24 novembro 2009

#8

E eu, que sonhava quando era pequena, que havia de entrar na igreja pelo braço do meu pai e que iria brilhar tanto que os convidados não aguentariam olhar-me de frente e depois deixaria a cerimónia num carro antigo, polido e encerado a rigor e toda a gente iria comentar olha que linda que ela vai, olha-me o luxo daquele casamento, já não se fazem noivas assim.
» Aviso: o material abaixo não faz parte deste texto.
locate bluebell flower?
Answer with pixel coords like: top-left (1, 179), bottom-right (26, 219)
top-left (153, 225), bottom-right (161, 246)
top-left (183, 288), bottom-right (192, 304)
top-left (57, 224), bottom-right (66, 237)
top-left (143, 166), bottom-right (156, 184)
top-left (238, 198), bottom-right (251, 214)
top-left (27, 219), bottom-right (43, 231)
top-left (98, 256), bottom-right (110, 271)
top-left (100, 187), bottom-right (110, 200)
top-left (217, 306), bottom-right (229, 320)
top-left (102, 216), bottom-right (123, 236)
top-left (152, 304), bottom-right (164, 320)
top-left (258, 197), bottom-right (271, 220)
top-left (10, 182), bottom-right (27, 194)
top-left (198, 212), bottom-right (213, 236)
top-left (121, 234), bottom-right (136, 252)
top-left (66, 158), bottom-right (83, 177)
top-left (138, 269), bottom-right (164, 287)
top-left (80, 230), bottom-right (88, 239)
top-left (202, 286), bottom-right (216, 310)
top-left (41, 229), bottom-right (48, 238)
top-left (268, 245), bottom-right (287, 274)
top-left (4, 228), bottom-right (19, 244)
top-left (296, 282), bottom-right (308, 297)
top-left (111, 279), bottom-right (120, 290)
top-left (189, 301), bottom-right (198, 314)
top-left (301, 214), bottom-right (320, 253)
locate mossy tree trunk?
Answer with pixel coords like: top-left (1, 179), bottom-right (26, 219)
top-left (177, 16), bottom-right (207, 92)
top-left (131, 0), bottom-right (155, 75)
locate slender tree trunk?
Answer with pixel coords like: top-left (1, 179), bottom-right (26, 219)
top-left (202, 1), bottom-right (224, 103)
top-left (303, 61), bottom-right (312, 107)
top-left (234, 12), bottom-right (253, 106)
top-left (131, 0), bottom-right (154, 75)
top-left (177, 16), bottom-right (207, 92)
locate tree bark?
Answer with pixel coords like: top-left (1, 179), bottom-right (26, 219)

Atrás de mim, correria uma multidão de madrinhas, que o véu precisava das mãos experientes de solteiras e casadas, enfiadas no mesmo modelo em tons de carmim que eu tinha idealizado há já mais anos do que os que me consigo lembrar. E elas soltariam gritinhos histéricos quando ele me olhava (o tempo todo, portanto) e quando os meus olhos se marejavam e ele aproveitaria para dizer-me mais uma vez É assim que te quero, amor. Sentiria a mão dele apertando a minha, primeiro num aperto tímido, depois com a força proprietária e determinada de quem está certo do que sente, de quem anseia pelo momento de gravar a tinta essa certeza.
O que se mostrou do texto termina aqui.